While allograft bone only provides a calcium scaffolding, does not have any bone-growing cells or bone-growing proteins required to stimulate new bone growth, and thus has a lower chance of fusion as compared to using the patient's bone, it has proven comparable in certain studies to autograft in terms of producing successful fusions.1-3
Uses of Allograft Bone
Allograft bone may be used either on its own or as a supplement to the patient’s own bone.
- Allograft used on its own. In the lumbar spine, allograft bone is restricted for use in ALIF or PLIF procedures in which bone graft is placed in compression between the vertebrae, as the compression fosters a better healing process for the bone. In a posterolateral gutter spine fusion, in which the bone is placed in tension, allograft bone by itself is not likely to result in a solid fusion.
- Allograft as a supplement to the patient’s own bone. Allograft chips may be used to augment the patient’s own bone in a posterolateral gutter fusion. It also may be used if more bone graft is needed in more extensive fusion procedures, such as spinal fusion for adolescent scoliosis.
The main benefit of allograft bone is that there are no surgical risks for the patient associated with harvesting their own bone. However, there are two main drawbacks.
- Lower chance of fusion. Because allograft bone does not contain living bone cells, it is not as effective at stimulating fusion as the patient’s own bone.

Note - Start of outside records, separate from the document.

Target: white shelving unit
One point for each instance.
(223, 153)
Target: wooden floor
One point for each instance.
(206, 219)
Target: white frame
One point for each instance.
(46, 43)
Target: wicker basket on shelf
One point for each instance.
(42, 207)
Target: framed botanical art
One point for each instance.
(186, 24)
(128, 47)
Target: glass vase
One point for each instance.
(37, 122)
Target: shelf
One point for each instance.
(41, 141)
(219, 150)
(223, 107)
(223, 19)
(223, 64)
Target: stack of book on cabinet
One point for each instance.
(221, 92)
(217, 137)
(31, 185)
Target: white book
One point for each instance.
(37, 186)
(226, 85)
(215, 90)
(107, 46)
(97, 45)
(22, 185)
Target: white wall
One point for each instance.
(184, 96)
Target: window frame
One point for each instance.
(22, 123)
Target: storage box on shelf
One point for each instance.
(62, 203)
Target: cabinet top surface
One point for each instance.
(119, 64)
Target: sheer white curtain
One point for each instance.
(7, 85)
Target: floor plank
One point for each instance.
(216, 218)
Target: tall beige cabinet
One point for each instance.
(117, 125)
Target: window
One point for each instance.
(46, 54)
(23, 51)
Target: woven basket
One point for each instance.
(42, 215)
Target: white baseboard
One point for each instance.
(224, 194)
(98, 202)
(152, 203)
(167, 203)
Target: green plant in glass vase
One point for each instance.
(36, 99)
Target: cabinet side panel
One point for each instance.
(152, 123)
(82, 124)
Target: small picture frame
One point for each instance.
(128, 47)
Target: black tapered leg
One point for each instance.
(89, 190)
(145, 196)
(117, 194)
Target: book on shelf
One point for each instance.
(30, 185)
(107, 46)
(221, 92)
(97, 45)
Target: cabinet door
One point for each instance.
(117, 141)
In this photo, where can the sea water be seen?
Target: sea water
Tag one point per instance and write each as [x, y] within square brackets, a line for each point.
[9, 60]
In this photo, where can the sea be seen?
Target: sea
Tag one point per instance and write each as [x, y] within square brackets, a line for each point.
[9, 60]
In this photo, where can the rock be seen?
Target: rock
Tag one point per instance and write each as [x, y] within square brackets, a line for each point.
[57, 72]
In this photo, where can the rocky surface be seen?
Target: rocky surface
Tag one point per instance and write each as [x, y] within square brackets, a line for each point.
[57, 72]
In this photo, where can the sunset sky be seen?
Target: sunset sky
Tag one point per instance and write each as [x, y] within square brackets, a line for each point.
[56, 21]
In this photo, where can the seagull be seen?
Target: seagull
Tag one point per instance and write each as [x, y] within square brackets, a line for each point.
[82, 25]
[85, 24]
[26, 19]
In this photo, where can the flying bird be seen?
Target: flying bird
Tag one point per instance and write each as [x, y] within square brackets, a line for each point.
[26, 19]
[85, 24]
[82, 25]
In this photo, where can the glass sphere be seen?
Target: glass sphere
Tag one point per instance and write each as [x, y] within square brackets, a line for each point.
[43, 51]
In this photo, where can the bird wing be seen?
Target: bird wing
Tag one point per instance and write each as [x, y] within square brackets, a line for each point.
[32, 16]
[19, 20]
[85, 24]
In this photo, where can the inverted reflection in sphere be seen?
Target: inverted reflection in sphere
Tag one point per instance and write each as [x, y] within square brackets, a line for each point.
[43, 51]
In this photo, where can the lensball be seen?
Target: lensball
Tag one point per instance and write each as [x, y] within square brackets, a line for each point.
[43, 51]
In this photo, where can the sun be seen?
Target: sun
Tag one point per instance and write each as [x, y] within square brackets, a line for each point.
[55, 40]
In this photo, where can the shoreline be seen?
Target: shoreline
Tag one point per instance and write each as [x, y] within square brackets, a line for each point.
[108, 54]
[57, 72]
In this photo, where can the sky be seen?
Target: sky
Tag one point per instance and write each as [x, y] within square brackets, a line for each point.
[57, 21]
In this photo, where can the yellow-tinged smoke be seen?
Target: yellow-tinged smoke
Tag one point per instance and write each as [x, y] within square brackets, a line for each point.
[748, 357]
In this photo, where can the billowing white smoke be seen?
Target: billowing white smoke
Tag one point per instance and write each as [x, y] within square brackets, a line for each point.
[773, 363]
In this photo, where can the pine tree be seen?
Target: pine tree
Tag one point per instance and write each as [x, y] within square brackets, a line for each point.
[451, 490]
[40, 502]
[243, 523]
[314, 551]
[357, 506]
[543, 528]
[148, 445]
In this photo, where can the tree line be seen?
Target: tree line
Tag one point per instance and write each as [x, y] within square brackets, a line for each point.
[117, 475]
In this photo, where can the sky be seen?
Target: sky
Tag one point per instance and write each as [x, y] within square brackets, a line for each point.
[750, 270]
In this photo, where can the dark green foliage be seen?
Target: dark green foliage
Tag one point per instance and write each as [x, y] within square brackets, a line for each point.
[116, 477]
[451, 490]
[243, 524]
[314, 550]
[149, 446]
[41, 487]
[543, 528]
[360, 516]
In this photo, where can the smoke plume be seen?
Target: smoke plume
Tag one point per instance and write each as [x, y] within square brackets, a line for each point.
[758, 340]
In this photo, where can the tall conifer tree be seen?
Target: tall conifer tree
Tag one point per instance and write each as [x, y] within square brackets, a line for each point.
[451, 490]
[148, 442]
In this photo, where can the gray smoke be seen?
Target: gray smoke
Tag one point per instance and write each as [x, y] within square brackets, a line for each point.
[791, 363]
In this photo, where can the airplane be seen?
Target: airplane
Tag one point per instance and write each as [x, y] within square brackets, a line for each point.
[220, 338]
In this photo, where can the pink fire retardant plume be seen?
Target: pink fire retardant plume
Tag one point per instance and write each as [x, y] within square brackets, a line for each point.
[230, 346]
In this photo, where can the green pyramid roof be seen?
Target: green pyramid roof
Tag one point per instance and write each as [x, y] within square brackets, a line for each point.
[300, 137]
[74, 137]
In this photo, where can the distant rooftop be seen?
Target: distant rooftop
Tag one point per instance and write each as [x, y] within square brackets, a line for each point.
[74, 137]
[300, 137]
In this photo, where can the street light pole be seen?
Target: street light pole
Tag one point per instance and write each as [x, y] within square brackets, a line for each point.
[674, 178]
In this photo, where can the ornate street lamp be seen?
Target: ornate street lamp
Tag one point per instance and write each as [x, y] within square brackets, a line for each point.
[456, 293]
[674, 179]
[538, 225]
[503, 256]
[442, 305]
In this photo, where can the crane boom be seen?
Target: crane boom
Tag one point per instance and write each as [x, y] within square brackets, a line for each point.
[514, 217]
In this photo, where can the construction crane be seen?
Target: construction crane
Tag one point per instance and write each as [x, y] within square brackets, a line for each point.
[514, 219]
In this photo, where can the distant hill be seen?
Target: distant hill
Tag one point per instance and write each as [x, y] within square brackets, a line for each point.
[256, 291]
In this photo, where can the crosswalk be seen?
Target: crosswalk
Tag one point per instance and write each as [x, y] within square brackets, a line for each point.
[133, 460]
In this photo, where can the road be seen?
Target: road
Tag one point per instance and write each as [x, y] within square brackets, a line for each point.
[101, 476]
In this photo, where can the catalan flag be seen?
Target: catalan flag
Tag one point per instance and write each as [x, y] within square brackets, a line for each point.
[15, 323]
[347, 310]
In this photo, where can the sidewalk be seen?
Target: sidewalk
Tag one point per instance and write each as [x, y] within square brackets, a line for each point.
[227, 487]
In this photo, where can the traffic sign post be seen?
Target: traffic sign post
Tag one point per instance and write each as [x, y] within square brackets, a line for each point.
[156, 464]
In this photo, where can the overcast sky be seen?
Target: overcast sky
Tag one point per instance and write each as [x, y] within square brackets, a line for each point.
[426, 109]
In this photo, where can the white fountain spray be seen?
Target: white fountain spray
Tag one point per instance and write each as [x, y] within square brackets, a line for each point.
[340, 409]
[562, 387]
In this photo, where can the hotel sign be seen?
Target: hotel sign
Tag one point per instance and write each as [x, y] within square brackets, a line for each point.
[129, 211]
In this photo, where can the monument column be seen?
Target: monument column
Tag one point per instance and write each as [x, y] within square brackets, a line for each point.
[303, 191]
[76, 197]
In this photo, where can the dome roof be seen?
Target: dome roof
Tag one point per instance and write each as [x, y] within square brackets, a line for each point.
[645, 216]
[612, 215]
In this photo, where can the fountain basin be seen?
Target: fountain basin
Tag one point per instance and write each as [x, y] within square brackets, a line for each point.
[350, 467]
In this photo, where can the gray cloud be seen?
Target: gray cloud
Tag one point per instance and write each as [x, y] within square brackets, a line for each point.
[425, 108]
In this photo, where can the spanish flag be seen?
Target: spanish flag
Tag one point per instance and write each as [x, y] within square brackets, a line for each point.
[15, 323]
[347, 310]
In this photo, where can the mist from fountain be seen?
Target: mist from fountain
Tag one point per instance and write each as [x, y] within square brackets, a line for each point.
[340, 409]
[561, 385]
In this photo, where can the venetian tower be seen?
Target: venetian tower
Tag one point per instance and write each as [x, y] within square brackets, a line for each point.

- Risk of disease transmission. Despite rules and regulations for tissue banks regarding processing and procedures of human tissue, there is still a small potential risk of disease transmission from using cadaver bone.
The allograft bone used in spine fusion procedures is provided by tissue banks (bone banks). The U.S. Food and Drug Administration (FDA) regulates U.S. tissue banks in an effort to minimize risk of tissue contamination and disease transmission.
One common form of allograft that is used is demineralized bone matrix (DBM). This is the commercialized form of bone morphogenic protein that comes from processing cadaver bone from multiple donors. The amount of actual BMP that is available in each sample varies from manufacturer to manufacturer, but far less is available using synthetic recombinant BMP (Infuse). A more recent form of cadaver-donated tissue is stem cell technology that uses stem cells from one donor to help create bone.